If r = (x, y, z) and r = norm(r), compute curl [f(r)r], where f is a differentiable function.
I'm confused at what [f(r)r] means. Would I take each partial derivative of r and dot product it with r?
The Key Idea is that $\displaystyle f(r)=f(\sqrt{x^2+y^2+z^2})$ is a scalar and $\displaystyle \mathbf{r}$ is a vector.

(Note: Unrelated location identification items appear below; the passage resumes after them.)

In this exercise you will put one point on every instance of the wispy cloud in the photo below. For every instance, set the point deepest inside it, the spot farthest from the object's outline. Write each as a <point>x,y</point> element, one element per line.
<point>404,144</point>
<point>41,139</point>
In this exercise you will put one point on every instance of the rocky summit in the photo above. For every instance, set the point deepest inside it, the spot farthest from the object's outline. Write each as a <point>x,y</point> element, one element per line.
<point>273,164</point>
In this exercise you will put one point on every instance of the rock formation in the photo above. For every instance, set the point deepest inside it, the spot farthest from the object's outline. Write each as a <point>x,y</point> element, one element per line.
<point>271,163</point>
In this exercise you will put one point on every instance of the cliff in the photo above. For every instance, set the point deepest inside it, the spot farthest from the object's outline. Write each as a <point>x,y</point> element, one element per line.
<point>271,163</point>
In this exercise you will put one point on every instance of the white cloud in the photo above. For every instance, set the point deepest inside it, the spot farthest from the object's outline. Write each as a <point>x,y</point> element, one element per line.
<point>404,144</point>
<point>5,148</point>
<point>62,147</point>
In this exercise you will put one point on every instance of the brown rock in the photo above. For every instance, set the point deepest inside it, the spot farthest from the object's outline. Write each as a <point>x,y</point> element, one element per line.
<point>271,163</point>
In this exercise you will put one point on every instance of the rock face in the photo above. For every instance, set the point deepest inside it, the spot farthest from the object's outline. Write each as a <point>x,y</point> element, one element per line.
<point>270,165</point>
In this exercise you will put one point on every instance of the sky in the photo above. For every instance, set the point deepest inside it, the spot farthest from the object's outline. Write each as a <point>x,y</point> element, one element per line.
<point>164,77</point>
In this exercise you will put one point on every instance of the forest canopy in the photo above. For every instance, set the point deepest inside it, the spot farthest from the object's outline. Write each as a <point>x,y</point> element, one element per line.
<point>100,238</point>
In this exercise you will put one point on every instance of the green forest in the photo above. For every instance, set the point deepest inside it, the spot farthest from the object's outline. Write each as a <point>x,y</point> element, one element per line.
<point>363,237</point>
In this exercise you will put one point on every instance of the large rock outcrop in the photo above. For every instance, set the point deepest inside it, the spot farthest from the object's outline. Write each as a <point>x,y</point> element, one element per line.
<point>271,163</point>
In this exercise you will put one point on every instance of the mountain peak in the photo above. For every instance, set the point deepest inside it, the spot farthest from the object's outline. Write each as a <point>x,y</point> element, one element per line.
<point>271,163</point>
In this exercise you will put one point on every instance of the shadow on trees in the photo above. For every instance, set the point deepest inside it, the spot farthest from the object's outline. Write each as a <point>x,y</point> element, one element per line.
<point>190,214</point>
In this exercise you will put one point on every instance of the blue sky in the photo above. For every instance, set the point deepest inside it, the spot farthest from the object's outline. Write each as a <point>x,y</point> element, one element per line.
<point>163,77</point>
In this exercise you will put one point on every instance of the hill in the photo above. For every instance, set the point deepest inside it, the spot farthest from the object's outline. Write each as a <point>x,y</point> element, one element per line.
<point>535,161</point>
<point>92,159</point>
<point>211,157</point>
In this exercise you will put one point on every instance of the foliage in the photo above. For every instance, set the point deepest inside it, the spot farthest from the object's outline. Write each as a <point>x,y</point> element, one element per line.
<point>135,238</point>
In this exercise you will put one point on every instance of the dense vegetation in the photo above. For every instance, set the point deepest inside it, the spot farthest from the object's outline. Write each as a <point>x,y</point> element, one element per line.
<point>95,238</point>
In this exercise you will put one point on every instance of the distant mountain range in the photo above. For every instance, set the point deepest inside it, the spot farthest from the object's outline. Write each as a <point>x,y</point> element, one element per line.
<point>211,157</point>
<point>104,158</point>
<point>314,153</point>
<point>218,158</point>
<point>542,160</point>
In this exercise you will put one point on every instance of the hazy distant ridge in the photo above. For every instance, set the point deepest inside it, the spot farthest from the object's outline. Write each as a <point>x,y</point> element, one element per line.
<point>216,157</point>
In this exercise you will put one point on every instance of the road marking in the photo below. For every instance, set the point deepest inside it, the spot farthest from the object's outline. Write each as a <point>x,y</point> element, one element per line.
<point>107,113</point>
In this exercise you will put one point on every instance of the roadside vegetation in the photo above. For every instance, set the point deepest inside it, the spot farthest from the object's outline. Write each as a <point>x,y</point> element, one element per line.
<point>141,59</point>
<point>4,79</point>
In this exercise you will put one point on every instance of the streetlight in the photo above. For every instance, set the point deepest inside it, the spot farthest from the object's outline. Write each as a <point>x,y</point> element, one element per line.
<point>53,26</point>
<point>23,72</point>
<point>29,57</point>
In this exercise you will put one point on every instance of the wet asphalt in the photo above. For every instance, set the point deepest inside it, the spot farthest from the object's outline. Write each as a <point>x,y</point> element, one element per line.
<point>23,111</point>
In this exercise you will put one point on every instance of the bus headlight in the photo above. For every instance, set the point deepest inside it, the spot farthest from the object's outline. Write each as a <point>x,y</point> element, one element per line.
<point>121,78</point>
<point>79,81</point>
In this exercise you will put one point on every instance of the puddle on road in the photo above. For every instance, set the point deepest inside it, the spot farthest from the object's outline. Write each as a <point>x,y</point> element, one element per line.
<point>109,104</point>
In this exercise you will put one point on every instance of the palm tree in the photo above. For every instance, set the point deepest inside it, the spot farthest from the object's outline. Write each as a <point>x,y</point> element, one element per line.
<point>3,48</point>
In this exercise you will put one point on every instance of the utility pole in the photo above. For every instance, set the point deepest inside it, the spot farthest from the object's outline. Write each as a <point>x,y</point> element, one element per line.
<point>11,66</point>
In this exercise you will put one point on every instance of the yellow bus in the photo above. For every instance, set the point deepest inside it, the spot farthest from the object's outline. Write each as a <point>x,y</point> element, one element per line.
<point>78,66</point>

This gives in Cartesian coordinates
$\displaystyle f(\sqrt{x^2+y^2+z^2})\left( x\mathbf{i}+y\mathbf{j}+z\mathbf{k}\right)= xf(\sqrt{x^2+y^2+z^2})\mathbf{i}+yf(\sqrt{x^2+y^2+ z^2})\mathbf{j}+zf(\sqrt{x^2+y^2+z^2}) \mathbf{k}$
Now we just need to take the curl so we get
$\displaystyle \begin{bmatrix} \mathbf{i} & \mathbf{j} & \mathbf{k} \\\frac{\partial }{\partial x} & \frac{\partial }{\partial y} & \frac{\partial }{\partial z} \\xf(\sqrt{x^2+y^2+z^2}) & yf(\sqrt{x^2+y^2+z^2}) & zf(\sqrt{x^2+y^2+z^2}) \\ \end{bmatrix}$
Note that this is using first principles there are product rules for the divergence, gradient, curl ect.
http://en.wikipedia.org/wiki/Vector_...ifferentiation
But you should know how to work them this way as well.